“The coronavirus pandemic has provided an opportunity for communities to act on their most exclusionary impulses,” writes Andrew W. Kahrl in an essay titled “Who Will Get to Swim This Summer?” in the New York Times. Kahrl, a professor of history and African-American studies at the University of Virginia, describes how wealthy, white areas are reopening beaches and parks but adding security measures and restricting access to residents only.
“Invariably, these measures are justified in the name of public health,” he writes. “This has happened before. Throughout American history, in times of heightened racial tension and rising inequality, the socially advantaged tend to retreat into private spaces, withdraw taxpayer support for public recreation, and work to restrict access to public space within their communities, often using concerns about public health and safety as justification.”
When the Wellfleet Select Board voted recently to restrict Lecount Hollow Beach to residents and property owners, the members had a hard time arguing that public health or safety was the reason.
Selectman Michael DeVasto, who first proposed the idea, cited the “stress that local residents and taxpayers are under” because of the pandemic, but he did not explain how those groups’ stress was any different from that of vacationers or visitors. When challenged by a Wellfleet motel owner on the safety argument, Beach Director Suzanne Grout Thomas admitted that local residents would simply “prefer their own beach without competing with people who are visiting here for a parking space.”
The competition for parking spaces at Wellfleet’s ocean beaches has grown considerably in recent years, as hundreds of spaces have been lost to erosion. A plan to alleviate the shortage by enlarging the lot at White Crest Beach two years ago was derailed by an online campaign by a group of Ocean View Drive property owners who were willing to underwrite a costly lawsuit against the town to stop the expansion.
Professor Kahrl argues that these exclusionary efforts in places like Westport, Conn., were generally aimed at keeping away the “unwashed masses” from the city — blacks, Jews, and Italians — and that they gained momentum in the 1960s as racial strife engulfed American cities. But historian Richard Rothstein, who summers in Wellfleet, doesn’t think the Lecount Hollow residents-only rule is motivated by racial animus.
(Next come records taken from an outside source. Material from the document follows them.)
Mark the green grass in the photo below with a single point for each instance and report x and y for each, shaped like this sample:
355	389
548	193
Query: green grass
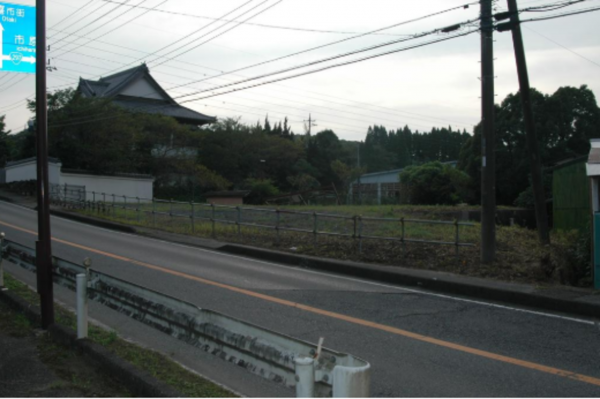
520	256
158	365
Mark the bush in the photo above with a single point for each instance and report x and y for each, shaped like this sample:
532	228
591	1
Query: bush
574	249
435	184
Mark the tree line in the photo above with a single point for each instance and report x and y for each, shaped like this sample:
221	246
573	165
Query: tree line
95	135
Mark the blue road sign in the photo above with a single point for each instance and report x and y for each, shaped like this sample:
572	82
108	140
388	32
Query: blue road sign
17	38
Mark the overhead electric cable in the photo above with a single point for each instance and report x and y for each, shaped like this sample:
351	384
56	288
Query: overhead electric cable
218	35
350	38
109	31
196	31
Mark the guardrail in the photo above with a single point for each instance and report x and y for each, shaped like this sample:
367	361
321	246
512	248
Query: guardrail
312	369
146	211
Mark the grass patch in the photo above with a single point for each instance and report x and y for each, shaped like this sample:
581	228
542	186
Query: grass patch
520	257
158	365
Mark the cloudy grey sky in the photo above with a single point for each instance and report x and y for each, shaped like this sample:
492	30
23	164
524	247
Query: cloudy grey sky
433	85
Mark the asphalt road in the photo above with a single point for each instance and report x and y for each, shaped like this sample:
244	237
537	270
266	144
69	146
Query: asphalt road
419	343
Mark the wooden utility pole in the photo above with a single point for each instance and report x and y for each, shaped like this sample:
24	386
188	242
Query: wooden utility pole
488	160
43	245
532	143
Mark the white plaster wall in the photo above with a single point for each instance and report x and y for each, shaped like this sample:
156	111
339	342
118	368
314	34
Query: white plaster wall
130	187
28	171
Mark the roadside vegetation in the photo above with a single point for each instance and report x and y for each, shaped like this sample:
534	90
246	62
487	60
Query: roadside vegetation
158	365
520	257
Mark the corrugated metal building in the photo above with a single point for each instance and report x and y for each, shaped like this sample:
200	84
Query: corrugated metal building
571	195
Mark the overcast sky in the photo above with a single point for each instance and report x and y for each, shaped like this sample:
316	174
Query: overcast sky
434	85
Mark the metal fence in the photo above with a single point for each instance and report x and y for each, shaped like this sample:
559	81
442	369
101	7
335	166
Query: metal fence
156	212
278	357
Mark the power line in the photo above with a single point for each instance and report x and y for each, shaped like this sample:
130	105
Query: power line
198	30
332	66
564	47
347	39
73	13
80	29
109	31
98	27
309	64
310	30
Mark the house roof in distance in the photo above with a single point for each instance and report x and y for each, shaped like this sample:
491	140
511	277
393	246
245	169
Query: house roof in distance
136	90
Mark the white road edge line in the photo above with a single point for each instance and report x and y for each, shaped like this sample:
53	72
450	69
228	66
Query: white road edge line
367	282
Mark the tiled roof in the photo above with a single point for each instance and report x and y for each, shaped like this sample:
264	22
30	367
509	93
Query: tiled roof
112	86
163	108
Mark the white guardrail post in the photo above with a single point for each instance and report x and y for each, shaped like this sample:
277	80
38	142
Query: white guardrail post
82	301
2	235
305	377
313	370
351	382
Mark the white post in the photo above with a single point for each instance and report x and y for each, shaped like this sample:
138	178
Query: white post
305	377
81	306
1	268
82	302
351	382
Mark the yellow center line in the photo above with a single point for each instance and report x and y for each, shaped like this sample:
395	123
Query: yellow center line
338	316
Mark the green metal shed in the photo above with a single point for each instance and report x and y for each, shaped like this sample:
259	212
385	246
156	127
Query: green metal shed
571	195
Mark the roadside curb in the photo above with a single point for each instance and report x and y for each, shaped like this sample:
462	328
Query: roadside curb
568	300
140	383
93	221
579	302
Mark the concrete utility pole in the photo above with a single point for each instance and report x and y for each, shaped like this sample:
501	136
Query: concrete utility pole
43	245
532	143
488	160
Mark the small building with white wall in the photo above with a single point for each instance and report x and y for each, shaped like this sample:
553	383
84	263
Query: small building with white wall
92	186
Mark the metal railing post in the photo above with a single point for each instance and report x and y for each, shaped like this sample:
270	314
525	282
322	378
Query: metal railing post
354	232
360	234
457	236
2	236
212	219
315	228
82	323
192	217
277	215
305	377
403	236
153	213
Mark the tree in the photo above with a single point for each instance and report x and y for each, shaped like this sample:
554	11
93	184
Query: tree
435	184
260	190
346	174
565	122
5	150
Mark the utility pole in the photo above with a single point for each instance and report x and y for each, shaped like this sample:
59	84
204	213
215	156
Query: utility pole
532	143
488	160
358	165
43	245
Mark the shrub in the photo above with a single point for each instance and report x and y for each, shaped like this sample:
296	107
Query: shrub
435	184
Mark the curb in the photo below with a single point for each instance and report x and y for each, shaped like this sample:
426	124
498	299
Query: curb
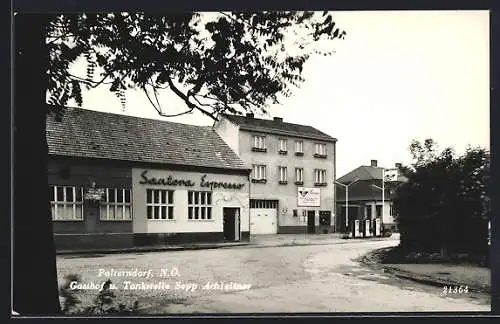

“There’s an elitism there that goes beyond race,” says Rothstein, author of The Color of Law. “There’s so few African Americans that get to Wellfleet that I can’t imagine this is motivated by race. They just want to keep out the hoi-polloi.”
Whatever the motive, the impulse was ugly and an embarrassment to a town that once was the proud home of Howard Zinn and Noam Chomsky. The decision should be reversed.